I'm Frank Sellhausen. I'm documenting what it actually takes to close the gap between “it works on my laptop” and “someone will pay for it” — in public, with real numbers and real failures.
I bring three lenses most builders don't have.
The drill sergeant lens.I spent 16 years in the Army, including six in a drill sergeant unit and a year as an Observer/Controller/Trainer at a Combat Training Center — where the Army developed the After Action Review. I trained units in running AARs and watched the process surface truths that rank alone never could. What was supposed to happen, what actually happened, what do we do differently next time. No ego in the room. That framework shows up in everything I build and everything I write.

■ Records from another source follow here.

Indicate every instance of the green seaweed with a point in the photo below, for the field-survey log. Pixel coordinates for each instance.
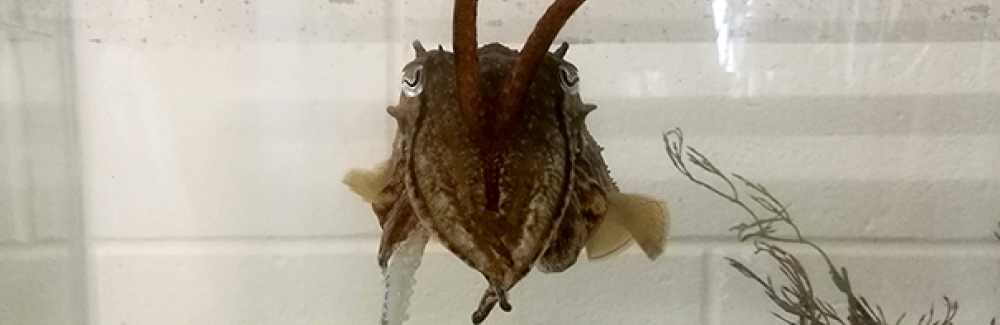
(774, 227)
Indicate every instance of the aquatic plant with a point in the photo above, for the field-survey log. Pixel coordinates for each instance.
(769, 231)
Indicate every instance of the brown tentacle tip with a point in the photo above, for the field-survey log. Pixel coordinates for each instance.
(484, 309)
(419, 48)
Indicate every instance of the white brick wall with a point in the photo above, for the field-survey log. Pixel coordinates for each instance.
(214, 135)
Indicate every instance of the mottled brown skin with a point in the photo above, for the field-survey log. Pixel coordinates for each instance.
(503, 197)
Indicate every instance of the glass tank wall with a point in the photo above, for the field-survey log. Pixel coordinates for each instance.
(42, 266)
(181, 162)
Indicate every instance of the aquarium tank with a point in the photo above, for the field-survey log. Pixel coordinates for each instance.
(393, 162)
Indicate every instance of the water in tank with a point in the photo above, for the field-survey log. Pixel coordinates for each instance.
(397, 162)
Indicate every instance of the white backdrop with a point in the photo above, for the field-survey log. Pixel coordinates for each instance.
(215, 133)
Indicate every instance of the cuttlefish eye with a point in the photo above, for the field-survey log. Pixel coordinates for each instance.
(413, 81)
(568, 78)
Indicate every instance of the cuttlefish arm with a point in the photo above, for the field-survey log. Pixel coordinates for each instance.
(403, 239)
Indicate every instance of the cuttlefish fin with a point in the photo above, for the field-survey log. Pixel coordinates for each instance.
(368, 183)
(630, 217)
(608, 240)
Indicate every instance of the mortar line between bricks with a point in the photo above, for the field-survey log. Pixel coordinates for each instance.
(674, 240)
(292, 246)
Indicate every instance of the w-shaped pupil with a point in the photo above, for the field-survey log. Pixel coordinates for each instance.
(412, 82)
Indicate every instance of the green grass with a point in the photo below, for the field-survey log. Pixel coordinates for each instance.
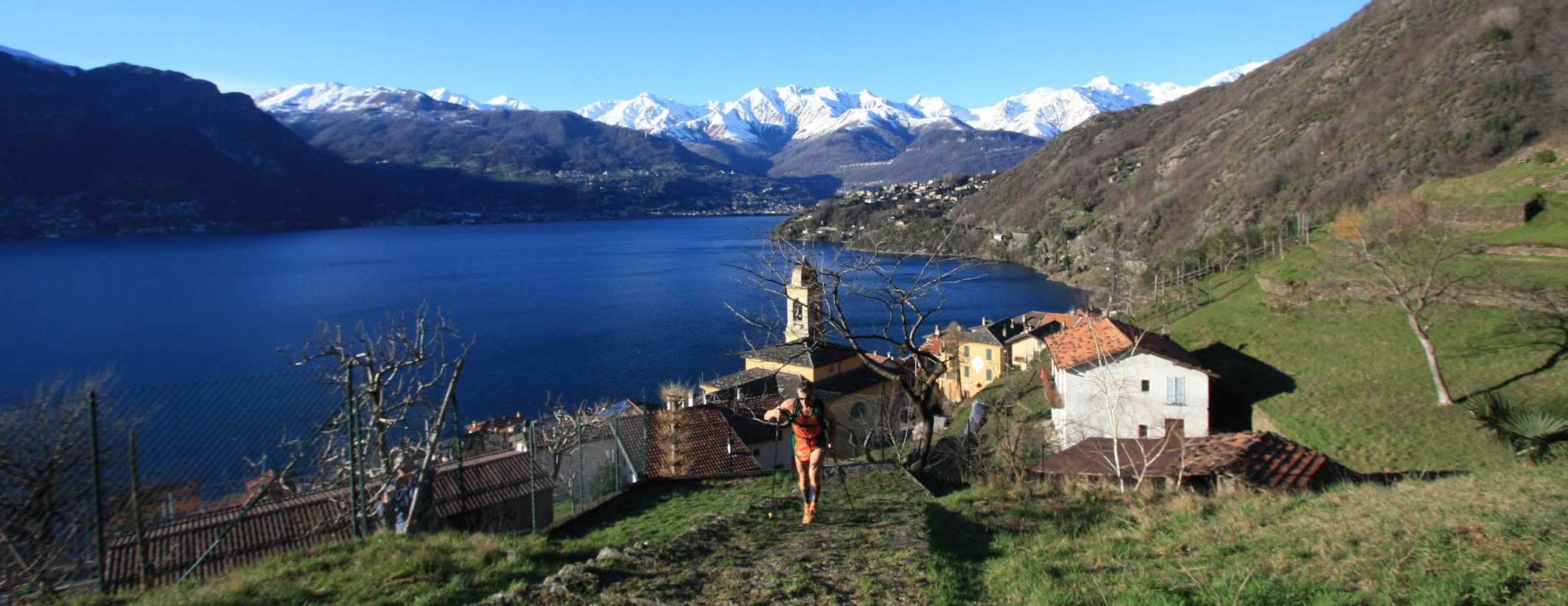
(1485, 539)
(1508, 184)
(1362, 391)
(460, 567)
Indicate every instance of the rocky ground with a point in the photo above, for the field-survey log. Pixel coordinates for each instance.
(867, 547)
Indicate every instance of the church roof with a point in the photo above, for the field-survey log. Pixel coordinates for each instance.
(803, 352)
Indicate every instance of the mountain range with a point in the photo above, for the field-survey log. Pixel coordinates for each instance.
(825, 134)
(1398, 94)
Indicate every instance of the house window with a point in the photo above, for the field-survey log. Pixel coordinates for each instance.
(1177, 390)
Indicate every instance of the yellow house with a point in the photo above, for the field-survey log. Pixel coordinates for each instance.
(977, 355)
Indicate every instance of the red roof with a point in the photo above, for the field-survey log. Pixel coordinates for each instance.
(1263, 459)
(1105, 338)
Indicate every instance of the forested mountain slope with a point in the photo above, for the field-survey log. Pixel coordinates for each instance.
(1398, 94)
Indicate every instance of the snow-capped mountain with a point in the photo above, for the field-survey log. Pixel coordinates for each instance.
(499, 102)
(643, 112)
(766, 118)
(27, 57)
(301, 100)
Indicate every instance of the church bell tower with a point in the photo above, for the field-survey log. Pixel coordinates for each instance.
(805, 305)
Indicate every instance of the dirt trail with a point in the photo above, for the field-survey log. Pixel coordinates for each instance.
(867, 551)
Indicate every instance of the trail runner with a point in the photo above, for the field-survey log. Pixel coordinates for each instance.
(813, 425)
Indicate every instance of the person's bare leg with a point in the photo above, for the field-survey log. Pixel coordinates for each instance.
(816, 475)
(802, 470)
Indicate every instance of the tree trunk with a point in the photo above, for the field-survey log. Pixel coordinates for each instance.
(1432, 361)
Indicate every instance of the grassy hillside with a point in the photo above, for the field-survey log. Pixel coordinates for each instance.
(1357, 382)
(1401, 93)
(1484, 539)
(457, 567)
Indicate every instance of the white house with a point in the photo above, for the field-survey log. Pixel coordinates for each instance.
(1116, 380)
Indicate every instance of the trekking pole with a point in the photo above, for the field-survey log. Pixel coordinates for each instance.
(844, 479)
(774, 493)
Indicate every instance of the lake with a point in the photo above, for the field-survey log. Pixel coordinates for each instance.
(578, 310)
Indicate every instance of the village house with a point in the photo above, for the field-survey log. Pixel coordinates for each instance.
(1208, 464)
(806, 354)
(1116, 380)
(977, 357)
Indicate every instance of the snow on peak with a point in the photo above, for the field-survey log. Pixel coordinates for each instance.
(1103, 83)
(27, 57)
(499, 102)
(1231, 74)
(643, 112)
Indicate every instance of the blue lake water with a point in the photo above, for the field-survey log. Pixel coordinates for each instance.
(579, 310)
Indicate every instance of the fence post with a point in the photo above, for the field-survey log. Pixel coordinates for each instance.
(98, 492)
(579, 467)
(533, 487)
(143, 565)
(354, 506)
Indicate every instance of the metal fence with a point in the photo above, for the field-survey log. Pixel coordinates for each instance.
(193, 479)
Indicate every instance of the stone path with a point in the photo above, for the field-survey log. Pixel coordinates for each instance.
(872, 551)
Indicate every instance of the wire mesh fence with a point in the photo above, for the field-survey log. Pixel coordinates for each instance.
(195, 479)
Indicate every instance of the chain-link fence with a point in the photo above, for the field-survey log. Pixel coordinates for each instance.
(192, 479)
(195, 479)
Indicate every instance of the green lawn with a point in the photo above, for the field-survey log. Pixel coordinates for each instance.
(1357, 382)
(458, 567)
(1484, 539)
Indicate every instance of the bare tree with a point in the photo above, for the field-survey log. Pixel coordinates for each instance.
(46, 482)
(905, 291)
(1416, 262)
(1110, 385)
(396, 377)
(567, 429)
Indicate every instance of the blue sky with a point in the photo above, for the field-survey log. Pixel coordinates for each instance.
(561, 55)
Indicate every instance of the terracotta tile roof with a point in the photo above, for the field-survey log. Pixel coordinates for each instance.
(1091, 341)
(485, 481)
(993, 333)
(802, 352)
(1068, 321)
(1263, 459)
(752, 382)
(709, 446)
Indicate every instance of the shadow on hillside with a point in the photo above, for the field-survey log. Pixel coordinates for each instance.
(631, 503)
(1244, 382)
(1547, 332)
(960, 547)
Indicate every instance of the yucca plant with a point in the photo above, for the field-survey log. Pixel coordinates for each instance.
(1533, 433)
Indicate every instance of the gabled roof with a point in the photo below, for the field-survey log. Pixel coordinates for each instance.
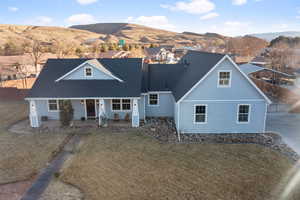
(95, 63)
(196, 65)
(129, 70)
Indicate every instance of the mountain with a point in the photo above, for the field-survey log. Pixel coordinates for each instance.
(20, 35)
(134, 33)
(271, 36)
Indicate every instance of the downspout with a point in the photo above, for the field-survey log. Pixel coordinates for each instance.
(178, 121)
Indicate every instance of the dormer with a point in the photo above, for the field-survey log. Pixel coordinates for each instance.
(90, 70)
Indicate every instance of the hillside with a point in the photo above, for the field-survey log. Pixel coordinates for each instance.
(20, 35)
(134, 33)
(271, 36)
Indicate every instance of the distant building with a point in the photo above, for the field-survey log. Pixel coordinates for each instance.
(159, 54)
(114, 54)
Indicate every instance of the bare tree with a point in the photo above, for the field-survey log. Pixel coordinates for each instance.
(22, 71)
(36, 52)
(64, 48)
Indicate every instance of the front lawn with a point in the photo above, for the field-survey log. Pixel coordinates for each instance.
(22, 155)
(132, 166)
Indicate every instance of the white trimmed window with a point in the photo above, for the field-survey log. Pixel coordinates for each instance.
(116, 104)
(200, 114)
(88, 72)
(153, 99)
(53, 105)
(121, 105)
(224, 79)
(126, 104)
(243, 113)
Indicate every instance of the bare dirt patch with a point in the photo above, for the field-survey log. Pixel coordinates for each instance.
(133, 166)
(62, 191)
(14, 191)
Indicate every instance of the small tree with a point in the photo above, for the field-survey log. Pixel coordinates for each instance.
(66, 112)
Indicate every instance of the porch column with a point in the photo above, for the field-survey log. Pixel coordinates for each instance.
(101, 112)
(135, 114)
(34, 120)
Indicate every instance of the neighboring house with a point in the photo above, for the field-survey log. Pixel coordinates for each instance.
(204, 92)
(114, 54)
(159, 54)
(268, 75)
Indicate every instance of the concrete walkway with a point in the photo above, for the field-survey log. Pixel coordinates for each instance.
(43, 180)
(288, 126)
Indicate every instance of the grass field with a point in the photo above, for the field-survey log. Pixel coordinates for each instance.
(132, 166)
(22, 155)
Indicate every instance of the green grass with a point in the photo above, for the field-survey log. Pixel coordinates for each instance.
(132, 166)
(22, 155)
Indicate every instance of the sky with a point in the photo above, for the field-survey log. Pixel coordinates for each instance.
(228, 17)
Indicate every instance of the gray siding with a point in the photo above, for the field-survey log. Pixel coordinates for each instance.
(222, 105)
(79, 74)
(165, 107)
(222, 118)
(42, 109)
(79, 110)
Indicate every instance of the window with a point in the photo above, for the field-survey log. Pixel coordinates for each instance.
(224, 79)
(126, 104)
(53, 105)
(88, 72)
(116, 104)
(200, 114)
(121, 104)
(243, 113)
(153, 99)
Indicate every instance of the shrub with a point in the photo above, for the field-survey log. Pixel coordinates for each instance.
(66, 112)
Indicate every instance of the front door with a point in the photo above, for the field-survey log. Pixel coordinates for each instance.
(90, 108)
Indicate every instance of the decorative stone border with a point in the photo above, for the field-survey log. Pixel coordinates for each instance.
(163, 129)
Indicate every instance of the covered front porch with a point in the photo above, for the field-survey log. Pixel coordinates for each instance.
(101, 112)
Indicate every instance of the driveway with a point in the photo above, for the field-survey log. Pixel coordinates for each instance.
(288, 125)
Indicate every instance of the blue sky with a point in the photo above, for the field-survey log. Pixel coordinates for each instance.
(229, 17)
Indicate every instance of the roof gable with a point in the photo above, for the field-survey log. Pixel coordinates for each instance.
(103, 72)
(128, 69)
(215, 67)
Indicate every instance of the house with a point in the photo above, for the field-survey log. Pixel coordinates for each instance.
(114, 54)
(159, 54)
(204, 92)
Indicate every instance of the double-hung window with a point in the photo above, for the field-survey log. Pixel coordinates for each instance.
(224, 79)
(243, 113)
(121, 104)
(126, 104)
(200, 114)
(153, 99)
(53, 105)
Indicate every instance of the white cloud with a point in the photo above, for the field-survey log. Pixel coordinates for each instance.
(239, 2)
(41, 21)
(192, 6)
(160, 22)
(80, 19)
(86, 2)
(13, 9)
(209, 16)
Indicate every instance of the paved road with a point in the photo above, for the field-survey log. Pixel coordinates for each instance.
(43, 180)
(288, 125)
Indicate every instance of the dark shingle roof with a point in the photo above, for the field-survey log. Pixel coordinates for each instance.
(197, 64)
(129, 70)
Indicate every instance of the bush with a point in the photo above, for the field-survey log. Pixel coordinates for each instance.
(66, 112)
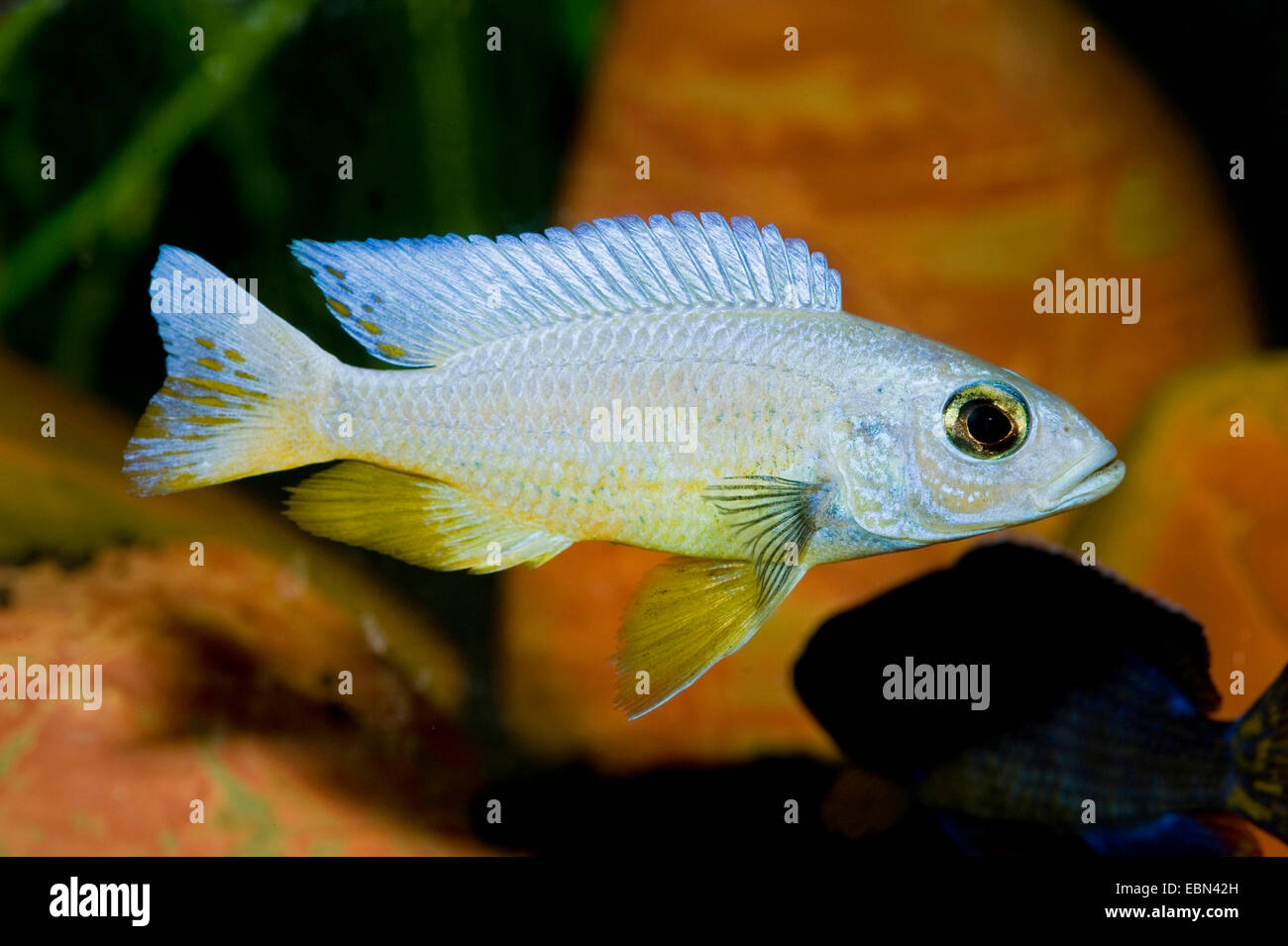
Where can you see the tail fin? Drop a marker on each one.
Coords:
(1260, 739)
(244, 386)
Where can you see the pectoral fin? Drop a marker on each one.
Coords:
(694, 611)
(690, 614)
(424, 521)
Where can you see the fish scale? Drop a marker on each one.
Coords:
(536, 392)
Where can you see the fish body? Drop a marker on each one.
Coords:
(686, 385)
(1098, 732)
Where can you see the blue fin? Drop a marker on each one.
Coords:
(419, 301)
(1175, 835)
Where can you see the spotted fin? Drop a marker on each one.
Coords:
(688, 614)
(419, 301)
(241, 391)
(424, 521)
(1260, 742)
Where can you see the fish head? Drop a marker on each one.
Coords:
(971, 448)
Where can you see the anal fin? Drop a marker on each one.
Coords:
(690, 614)
(424, 521)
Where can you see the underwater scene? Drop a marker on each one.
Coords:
(477, 428)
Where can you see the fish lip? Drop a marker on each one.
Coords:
(1083, 482)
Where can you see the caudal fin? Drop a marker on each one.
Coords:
(244, 389)
(1260, 740)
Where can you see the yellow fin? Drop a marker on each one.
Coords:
(690, 614)
(204, 426)
(424, 521)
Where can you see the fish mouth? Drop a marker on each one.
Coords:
(1085, 482)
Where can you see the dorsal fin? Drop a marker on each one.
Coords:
(419, 301)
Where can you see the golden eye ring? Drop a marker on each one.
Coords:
(987, 420)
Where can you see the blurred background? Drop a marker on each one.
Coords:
(220, 680)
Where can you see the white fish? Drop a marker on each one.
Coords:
(688, 385)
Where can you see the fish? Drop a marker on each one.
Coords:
(1096, 736)
(686, 383)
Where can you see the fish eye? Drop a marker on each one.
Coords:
(987, 420)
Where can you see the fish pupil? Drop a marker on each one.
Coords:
(988, 424)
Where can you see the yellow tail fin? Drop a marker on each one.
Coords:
(244, 392)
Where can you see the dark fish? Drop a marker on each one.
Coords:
(1098, 695)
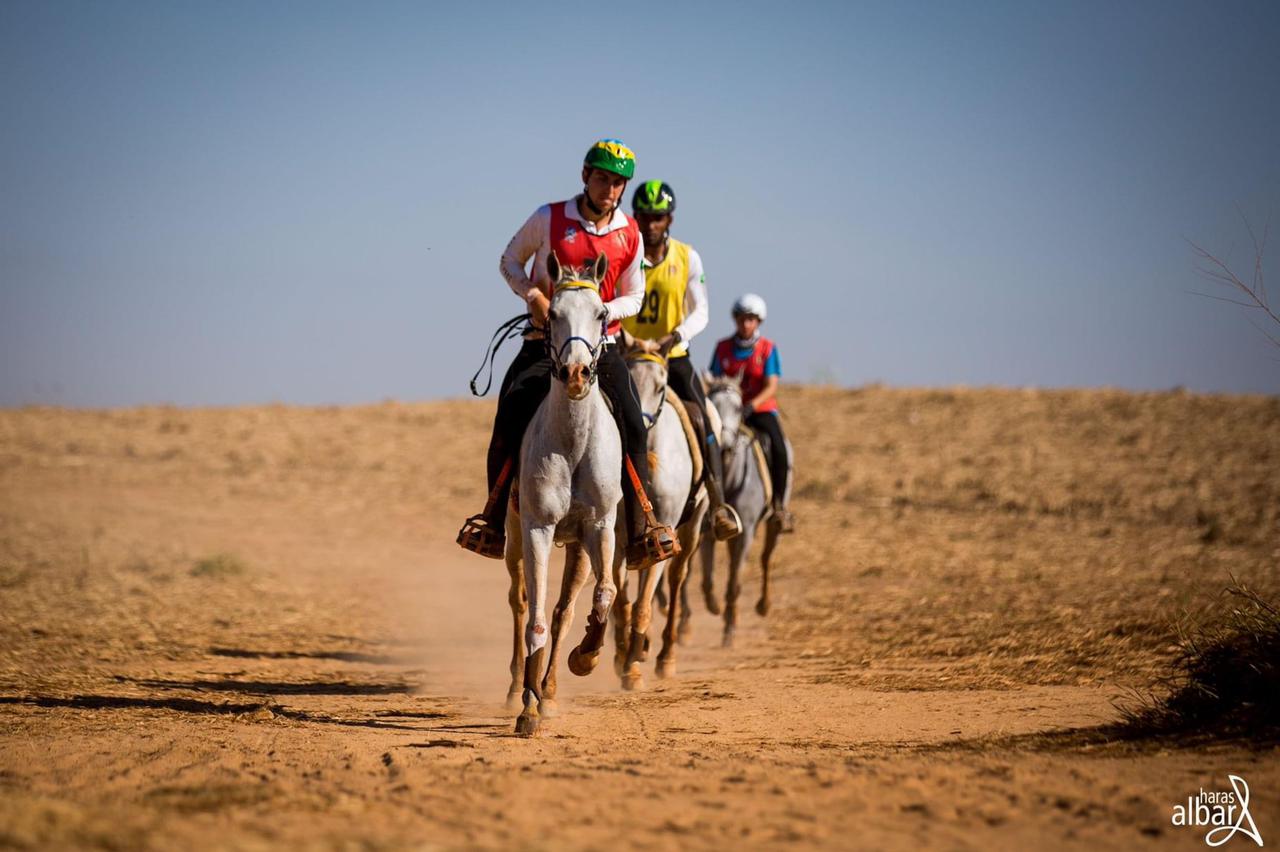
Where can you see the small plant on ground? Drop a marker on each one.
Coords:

The examiner lens.I left the Army to examine banks for the FDIC. I ran risk and compliance reviews — which means I spent years seeing every system through a regulator's eyes: what could go wrong, who could get hurt, where policy meets reality. When I look at an AI product, I see the access controls, the data exposure, the trust someone is placing in you when they hand you their information. Almost nobody building AI products has sat on the regulator's side of the table. I have.
The product lens.I was a Senior AI Product Manager at Dell Technologies, shipping agentic AI systems, MCP server implementations, GenAI tooling, and an account intelligence platform. Then I got laid off. I'm not going to dress that up. It happened to thousands of us, and if you're reading this, it may have happened to you too. What I learned is that knowing how to build inside a big company doesn't mean you know how to build for yourself. That's a different skill set, and it's the one I'm learning now.
What you get from following this. I'm building Long Game Athletics using the same process documented on this site. Every framework, every lesson, every mistake gets shared in real time. No guru energy, no “10x” language. Just an honest account of what works and what doesn't when you try to turn a prototype into a product.
I have four sons, an MBA from Texas A&M, and the AIGP certification in flight. I've been a hobbyist coder for years. AI tools finally let me ship. Now I'm learning the part that comes after shipping.
Real builds, real mistakes, real numbers. Written for experienced operators building their second act.